Climbing out of the throes of budget cuts, UC Davis’s founding college—committed to addressing critical issues related to agriculture, the environment, food systems, and human and social sciences—has been growing steadily and is poised to be strengthened by Dillard’s experience as an accomplished scientist and administrator. The Bay Area native left Davis in 1984 to join the faculty of plant pathology at Cornell University’s New York Agricultural Experiment Station in Geneva, and later became associate dean of Cornell’s College of Agriculture and Life Sciences and the College of Human Ecology, as well as director of its Cooperative Extension program.

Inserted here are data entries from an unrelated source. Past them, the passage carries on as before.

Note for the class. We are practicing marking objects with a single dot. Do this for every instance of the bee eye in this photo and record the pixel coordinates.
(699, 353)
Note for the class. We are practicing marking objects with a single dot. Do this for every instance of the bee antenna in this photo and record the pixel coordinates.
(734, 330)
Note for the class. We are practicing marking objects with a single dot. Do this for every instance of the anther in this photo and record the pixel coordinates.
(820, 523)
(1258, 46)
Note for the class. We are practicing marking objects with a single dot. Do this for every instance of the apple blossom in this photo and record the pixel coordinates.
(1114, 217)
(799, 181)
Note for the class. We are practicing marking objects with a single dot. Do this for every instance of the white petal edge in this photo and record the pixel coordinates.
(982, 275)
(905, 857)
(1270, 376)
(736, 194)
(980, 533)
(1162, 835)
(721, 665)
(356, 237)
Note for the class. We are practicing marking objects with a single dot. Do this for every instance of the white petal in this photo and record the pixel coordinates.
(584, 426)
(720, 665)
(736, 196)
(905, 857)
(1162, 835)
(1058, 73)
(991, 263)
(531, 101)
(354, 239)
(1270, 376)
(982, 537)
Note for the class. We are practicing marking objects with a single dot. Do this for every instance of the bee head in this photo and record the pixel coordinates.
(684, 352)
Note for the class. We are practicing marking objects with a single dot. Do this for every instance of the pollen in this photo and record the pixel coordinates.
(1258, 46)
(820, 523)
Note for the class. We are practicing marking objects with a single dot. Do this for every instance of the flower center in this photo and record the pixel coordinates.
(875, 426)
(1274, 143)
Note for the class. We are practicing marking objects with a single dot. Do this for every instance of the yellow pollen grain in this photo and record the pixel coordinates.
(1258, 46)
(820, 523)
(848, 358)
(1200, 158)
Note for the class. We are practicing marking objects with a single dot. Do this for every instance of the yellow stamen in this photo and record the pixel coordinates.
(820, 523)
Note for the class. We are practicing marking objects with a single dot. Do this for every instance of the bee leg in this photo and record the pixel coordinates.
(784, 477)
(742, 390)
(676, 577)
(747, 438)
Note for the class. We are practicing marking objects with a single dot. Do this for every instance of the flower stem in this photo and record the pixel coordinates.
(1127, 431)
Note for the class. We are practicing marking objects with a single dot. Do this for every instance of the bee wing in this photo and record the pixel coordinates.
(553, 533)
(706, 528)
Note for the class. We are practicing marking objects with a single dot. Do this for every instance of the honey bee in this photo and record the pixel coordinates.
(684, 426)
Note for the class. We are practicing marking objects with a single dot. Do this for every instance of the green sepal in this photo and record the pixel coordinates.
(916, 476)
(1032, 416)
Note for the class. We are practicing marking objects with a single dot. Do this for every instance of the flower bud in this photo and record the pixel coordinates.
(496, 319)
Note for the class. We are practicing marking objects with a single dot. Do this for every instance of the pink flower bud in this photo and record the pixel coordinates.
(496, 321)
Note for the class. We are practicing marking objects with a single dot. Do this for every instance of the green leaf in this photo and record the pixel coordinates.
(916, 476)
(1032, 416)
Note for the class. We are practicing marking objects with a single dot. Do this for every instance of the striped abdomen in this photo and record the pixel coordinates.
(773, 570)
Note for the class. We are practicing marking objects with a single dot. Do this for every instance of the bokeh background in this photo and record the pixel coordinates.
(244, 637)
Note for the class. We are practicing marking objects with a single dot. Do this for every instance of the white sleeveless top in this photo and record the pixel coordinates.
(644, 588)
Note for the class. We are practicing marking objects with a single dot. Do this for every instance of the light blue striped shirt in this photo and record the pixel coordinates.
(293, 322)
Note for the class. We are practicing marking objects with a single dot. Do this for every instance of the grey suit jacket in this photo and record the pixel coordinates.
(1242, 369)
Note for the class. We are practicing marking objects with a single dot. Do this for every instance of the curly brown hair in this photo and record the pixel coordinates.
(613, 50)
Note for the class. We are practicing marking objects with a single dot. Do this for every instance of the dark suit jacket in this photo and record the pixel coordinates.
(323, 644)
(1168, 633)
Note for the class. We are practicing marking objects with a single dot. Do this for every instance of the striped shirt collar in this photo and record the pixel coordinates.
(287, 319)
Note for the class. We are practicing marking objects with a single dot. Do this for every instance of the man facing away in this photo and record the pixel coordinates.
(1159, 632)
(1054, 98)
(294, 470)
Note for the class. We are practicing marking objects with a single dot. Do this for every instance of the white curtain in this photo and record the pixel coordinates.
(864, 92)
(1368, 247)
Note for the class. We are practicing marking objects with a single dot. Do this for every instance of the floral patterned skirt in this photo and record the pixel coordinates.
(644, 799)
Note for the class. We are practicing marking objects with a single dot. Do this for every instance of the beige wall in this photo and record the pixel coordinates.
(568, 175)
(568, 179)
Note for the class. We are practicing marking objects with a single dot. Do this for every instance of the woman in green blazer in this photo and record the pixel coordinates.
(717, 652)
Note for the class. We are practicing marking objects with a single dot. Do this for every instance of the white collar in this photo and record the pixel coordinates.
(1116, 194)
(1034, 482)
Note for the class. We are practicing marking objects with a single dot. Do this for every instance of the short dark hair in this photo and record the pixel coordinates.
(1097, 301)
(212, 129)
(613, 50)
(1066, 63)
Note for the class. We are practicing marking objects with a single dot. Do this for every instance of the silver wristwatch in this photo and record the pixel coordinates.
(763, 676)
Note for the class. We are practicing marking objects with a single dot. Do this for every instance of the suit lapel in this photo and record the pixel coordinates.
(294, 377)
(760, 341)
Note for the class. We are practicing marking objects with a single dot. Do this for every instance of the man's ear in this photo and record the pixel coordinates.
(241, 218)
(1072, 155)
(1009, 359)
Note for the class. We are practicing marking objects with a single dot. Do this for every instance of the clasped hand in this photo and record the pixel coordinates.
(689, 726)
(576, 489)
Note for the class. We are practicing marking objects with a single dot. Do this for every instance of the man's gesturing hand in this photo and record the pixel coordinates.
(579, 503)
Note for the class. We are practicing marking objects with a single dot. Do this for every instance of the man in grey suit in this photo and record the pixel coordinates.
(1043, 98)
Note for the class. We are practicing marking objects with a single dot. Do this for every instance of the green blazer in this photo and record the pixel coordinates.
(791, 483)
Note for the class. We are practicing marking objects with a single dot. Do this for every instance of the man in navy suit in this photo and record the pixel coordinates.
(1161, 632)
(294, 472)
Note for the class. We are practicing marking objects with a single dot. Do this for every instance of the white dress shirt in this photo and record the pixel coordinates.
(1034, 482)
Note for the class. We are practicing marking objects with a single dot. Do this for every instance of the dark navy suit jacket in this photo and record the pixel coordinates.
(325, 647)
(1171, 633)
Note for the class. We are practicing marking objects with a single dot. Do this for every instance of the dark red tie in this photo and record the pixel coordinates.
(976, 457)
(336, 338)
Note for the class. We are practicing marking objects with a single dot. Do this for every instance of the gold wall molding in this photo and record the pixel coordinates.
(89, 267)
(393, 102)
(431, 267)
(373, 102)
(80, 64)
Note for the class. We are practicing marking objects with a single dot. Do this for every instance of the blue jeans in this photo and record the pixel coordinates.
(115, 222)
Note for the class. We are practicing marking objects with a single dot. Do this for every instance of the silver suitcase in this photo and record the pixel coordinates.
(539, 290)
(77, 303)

Dillard, a plant pathologist, feels at home in the UC Davis greenhouse. PHOTO: Molly Oleson

CA&ES, like CNR, is affiliated with the multi-campus UC Division of Agriculture and Natural Resources, which provides a research- and outreach-focused partnership between the U.S. Department of Agriculture and land-grant institutions. “When you put it all together, it’s greater than the sum of its parts,” Dillard says of the college’s three synergistic components: teaching, research, and outreach.

She has grand visions for each. Goals for the academic component range from improving laboratories and fostering multidisciplinary collaborations, to guiding students in discovering what they’re passionate about, to ensuring that the dean’s office is a place that enables growth in the faculty’s work. “We [the administration] tend to become the people that have all the rules—‘Here’s what you can’t do,’” Dillard says. “I’m looking for ways to make us more the kind of place faculty can come to help get what they need to go for their next grant.”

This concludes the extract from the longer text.